銀行は、預金者に利息を支払います。その利息よりも高い利子をつけて貸し付けを行っています。

問4

(1)渋沢栄一は、「近代日本における資本主義の父」と呼ばれています。
(2)東京株式取引所は、現在の東京証券取引所に引き継がれています。
(3)救護法は、現在の生活保護法に継承されています。
(2)(3)は難易度が高いため、あまり差がつかなかったと考えられます。

問7

消費増税に関する問題。
消費税の増税に伴って、設定されたのは、生活必需品などの税率を据え置く軽減税率です。
消費税は、所得にかかわらず税率が一定であるため、所得が低い人にとって食料品などの生活必需品にかかる税負担が大きくなる、逆進性に対する措置です。

合否を分けた1題

近年の早稲田中では、時事問題と絡めた国際分野、世界地理の出題が増加傾向にあります。
単純な国の位置だけではなく、統計データや地形、日本との関わりについての出題も見られます。
今年はオリンピックの開催が予定されていることから、国際社会や世界の国々についての知識は定着必須といえます。
今回の問題は、訪日外国人観光客に関する問題でした。
各国の特色や近年の訪日外国人観光客の消費に関しての背景知識があったかどうかで大きく差がつくといえます。

〔1〕
問2(1)

国・地域別の訪日外国人数についての表読み取り問題。
今回の問題は、A~Cのすべての国がAPEC(アジア太平洋経済協力会議)の加盟国である点を活用しながら表にあてはまる国を答えます。
初めに、表の右の項目「訪日外国人旅行消費額」に注目します。
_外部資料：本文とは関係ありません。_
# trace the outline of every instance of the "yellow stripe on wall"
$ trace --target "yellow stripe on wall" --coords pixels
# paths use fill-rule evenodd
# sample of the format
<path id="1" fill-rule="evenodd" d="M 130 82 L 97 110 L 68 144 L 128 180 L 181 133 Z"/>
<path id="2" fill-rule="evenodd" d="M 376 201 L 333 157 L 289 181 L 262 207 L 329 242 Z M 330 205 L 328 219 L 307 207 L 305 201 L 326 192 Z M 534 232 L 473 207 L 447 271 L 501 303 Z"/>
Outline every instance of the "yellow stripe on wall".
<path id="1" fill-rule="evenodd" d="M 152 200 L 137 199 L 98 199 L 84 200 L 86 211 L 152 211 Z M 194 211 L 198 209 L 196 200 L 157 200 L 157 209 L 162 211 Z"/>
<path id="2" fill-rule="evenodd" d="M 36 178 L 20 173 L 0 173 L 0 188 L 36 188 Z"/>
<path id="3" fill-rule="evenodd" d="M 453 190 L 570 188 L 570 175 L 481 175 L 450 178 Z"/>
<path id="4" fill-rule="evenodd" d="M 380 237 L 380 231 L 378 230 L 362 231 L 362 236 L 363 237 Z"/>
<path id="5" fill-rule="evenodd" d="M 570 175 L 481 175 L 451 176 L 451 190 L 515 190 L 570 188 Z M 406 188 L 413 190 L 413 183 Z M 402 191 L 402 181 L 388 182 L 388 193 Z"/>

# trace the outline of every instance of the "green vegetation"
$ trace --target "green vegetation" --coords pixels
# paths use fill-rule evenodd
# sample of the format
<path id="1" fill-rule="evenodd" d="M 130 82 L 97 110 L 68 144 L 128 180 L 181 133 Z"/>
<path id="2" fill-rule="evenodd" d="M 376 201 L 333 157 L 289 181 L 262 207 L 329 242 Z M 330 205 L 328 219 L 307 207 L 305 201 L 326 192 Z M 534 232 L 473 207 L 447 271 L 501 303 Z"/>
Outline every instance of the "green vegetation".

Aは項目の中で1位であることが読み取れます。近年、中国からの観光客が増加している点を踏まえると、Aには中華人民共和国があてはまります。
同じ項目のBに着目すると、3位となっていることが読み取れます。訪日外国人観光客のうち、アジア地域からの観光客が多く、特に東アジアからの訪日外国人観光客が多いことを念頭におくとBには韓国があてはまります。
左の項目「1人あたりの消費支出」に注目します。
Cの国の人は247,868と表の中で最も高額となっていることが分かります。消費額と比較すると大きな金額であることからも、スキーやスノーボードなどのレジャーを目的に日本を訪れる人が多いオーストラリアがあてはまります。

問2(2)

訪日外国人観光客増加の理由を答える問題です。
解答欄の「( )の緩和」という部分のキーワードから、ビザの取得要件の緩和があてはまります。
政府は、2019年まで、訪日外国人観光客の増加を目指す取り組みとして、ビザ(査証)を発行するにあたっての条件の緩和や手続きの簡素化を行っていました。(2020年は新型コロナウイルスの拡大防止のため、ビザの発給制限を行っています。)